Seit Joe Biden seiner Vizepräsidentin Kamala Harris im Wahlkampf die Bühne überlassen musste, ist das Rennen um die US-Präsidentschaft wieder völlig offen. Auch nach dem einzigen Fernsehduell zeigen Umfragen und Modelle, dass es zu einem knappen Resultat kommen dürfte. Mitentscheidend für den Wahlausgang wird nicht zuletzt auch die wirtschaftliche Entwicklung in den USA sein.
Aktuell kann trotz Zinswende, jüngst wieder gesunkener Arbeitslosenquote und tendenziell rückläufiger Inflation eine Rezession nicht ausgeschlossen werden. Zudem gilt Kamala Harris als Verantwortliche für die aus dem Ruder laufende Migration.
Unter Trump müsste Europa aufrüsten
Donald Trump hat weiterhin gute Chancen. Für ihn wird entscheidend sein, ob er mit seinem politischen Programm genügend Wechselwähler überzeugen kann. Seine Schwerpunkte sind klar: Beschränkung der Migration, Deregulierung, Steuersenkungen, Reindustrialisierung sowie eine harte und auf Eigeninteressen ausgelegte Handels- und Aussenpolitik.
Aber welche Folgen hätte Trumps Politik für Europa? In Europa (und auch in Asien) dürfte unter ihm ein rauer Wind wehen. Neben der Gefahr von höheren Zöllen würde Trump vermutlich erneut darauf pochen, dass insbesondere die NATO-Länder ihre Rüstungsausgaben deutlich erhöhen.
Druck auf US-Dollar nimmt zu
Trumps politische Schwerpunkte wirken inflationär. Eine abnehmende Zuwanderung sowie die Rückführung von Wertschöpfungsketten dürften die Löhne steigen lassen, während tiefere Steuern tendenziell die Konsumnachfrage erhöhen und höhere Zölle die Importe verteuern. Allerdings hat sich gezeigt: Auch die Wirtschaftspolitik der Demokraten befeuert die Teuerung.
Unabhängig davon, wer im Weissen Haus in Zukunft das Zepter schwingt, ist klar, dass die Haushaltsdefizite weiter hoch bleiben und die Staatsverschuldung ungebremst ansteigen wird. Es ist damit nur eine Frage der Zeit, bis die Bonität der Vereinigten Staaten erneut gesenkt wird. Dadurch nimmt der Druck auf den US-Dollar und die Kapitalmarktzinsen zu.
Ruhig bleiben und abwarten
Was bedeuten die US-Wahlen für Anlegerinnen und Anleger? Mittelfristig müssen sie sich auf eine strukturell höhere Inflation und entsprechend höhere Zinsen einstellen.

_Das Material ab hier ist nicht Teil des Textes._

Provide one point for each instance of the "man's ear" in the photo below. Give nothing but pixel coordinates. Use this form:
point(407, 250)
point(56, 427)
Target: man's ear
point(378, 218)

Der Schweizer Franken dürfte sich zudem weiter aufwerten. Historisch haben die Aktienmärkte vor den US-Wahlen oft zur Schwäche tendiert, um im Nachgang zu einer Rally anzusetzen. Und dies unabhängig davon, welche Partei jeweils als Wahlsiegerin hervorgegangen ist.
Auf Sektorebene hingegen sind durchaus unterschiedliche Entwicklungen zu erwarten. Unter Harris dürften vor allem die zuletzt arg gebeutelten Titel aus der Wind- und Solarenergiebranche profitieren. Bei einem Wahlsieg Trumps ist von einem Kurssprung bei Erdöltiteln und Rüstungswerten auszugehen. Für Schwellenländeraktien andererseits wäre unter Trump mit Gegenwind zu rechnen.
Lassen Sie sich davon aber nicht aus dem Konzept bringen. Der Einfluss von Wahlen auf die Finanzmärkte wird oft überschätzt. Denn grundsätzlich gilt: «Politische Börsen haben kurze Beine.» Dies dürfte auch 2024 nicht anders sein.